Abstract: In this talk, I’ll discuss what happens when you ask an Alexa device to play music. I’ll focus on the Natural Language Understanding (NLU) component, which deals with categorizing and labeling transcribed requests. In particular, I’ll discuss two projects I’ve worked on designed to improve upon the initial labeling. The first uses a BERT-based language model to “correct” requests that appear to be mislabeled. The second is an online learning model that selects from different NLU interpretations using implicit customer feedback. I’ll conclude the talk with a few tips for the industry job search.

Links: Amazon Jobs Page; Amazon Science Page

Papers:

Personalizing natural-language understanding using multi-armed bandits and implicit feedback – Moerchen et al (2020)

Counterfactual Risk Minimization: Learning from Logged Bandit Feedback - Swaminathan & Joachims (2015)

Analysis of Thompson Sampling for the Multi-Armed Bandit Problem – Agrawal et al (2012)

11/24: Wolfgang Polonik (Stat, UC Davis)

Title: Multiscale Geometric Feature Extraction

Abstract: A method for extracting multiscale geometric features from a data cloud is presented. Each pair of data points is mapped into a real-valued feature function, whose construction is based on geometric considerations. The collection of these feature functions is then being used for further data analysis. Applications include classification, anomaly detection and data visualization. In contrast to the popular kernel trick, the construction of the feature functions is based on geometric considerations. The performance of the methodology is illustrated through applications to real data sets, and some theoretical guarantees supporting the performance of the novel methodology are presented. This is joint work with G. Chandler.

12/01: Guido Montufar (Mathematics, UCLA)

Title: Optimal Transport to Independence Models

Abstract: An independence model for discrete random variables is a Segre-Veronese variety in a probability simplex. Any metric on the set of joint states of the random variables induces a Wasserstein metric on the probability simplex. The unit ball of this polyhedral norm is dual to the Lipschitz polytope. Given any data distribution, we seek to minimize its Wasserstein distance to a fixed independence model. The solution to this optimization problem is a piecewise algebraic function of the data. We compute this function explicitly in small instances, we examine its combinatorial structure and algebraic degrees in the general case, and we present some experimental case studies. This talk is based on joint work with Türkü Özlüm Çelik, Asgar Jamneshan, Bernd Sturmfels, Lorenzo Venturello.

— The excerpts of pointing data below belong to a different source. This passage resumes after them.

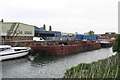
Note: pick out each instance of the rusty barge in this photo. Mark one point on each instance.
(62, 48)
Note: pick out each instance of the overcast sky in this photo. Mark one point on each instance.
(63, 15)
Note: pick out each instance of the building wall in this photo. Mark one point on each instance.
(17, 29)
(12, 31)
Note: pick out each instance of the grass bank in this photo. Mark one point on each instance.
(106, 68)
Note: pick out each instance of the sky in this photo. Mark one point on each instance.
(68, 16)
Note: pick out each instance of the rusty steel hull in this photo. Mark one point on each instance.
(64, 49)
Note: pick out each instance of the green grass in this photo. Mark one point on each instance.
(106, 68)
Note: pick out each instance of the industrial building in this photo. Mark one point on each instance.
(48, 35)
(16, 31)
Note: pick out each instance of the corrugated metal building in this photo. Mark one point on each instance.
(48, 35)
(16, 31)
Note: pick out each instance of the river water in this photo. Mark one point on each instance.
(49, 66)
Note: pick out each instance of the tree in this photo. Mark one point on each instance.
(116, 45)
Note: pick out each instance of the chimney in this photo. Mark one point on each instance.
(2, 20)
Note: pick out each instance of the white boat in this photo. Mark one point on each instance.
(8, 52)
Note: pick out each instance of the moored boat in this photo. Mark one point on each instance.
(8, 52)
(68, 48)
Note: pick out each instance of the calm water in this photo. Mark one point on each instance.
(49, 66)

https://arxiv.org/abs/1909.11716

https://arxiv.org/abs/2003.06725

12/08: Samir Chowdhury (Psychiatry and Behavioral Sciences, Stanford)

Title: Gromov-Wasserstein Learning in a Riemannian Framework

Abstract: Geometric and topological data analysis methods are increasingly being used to derive insights from data arising in the empirical sciences. We start with a particular case where such techniques are applied to human neuroimaging data to obtain graphs which can then yield insights connecting neurobiology to human task performance. Reproducing such insights across populations requires statistical learning techniques such as averaging and PCA across graphs without known node correspondences. We formulate this problem using the Gromov-Wasserstein (GW) distance and present a recently-developed Riemannian framework for GW-averaging and tangent PCA. Beyond graph adjacency matrices, this framework permits consuming derived network representations such as distance or kernel matrices, and each choice leads to additional structure on the GW problem that can be exploited for theoretical and/or computational advantages. In particular, we show how replacing the adjacency matrix representation with a spectral representation leads to theoretical guarantees allowing efficient use of the Riemannian framework. Additionally we present numerics showing how the spectral representation achieves state of the art accuracy and runtime in graph learning tasks such as matching and partitioning on a variety of real and simulated datasets.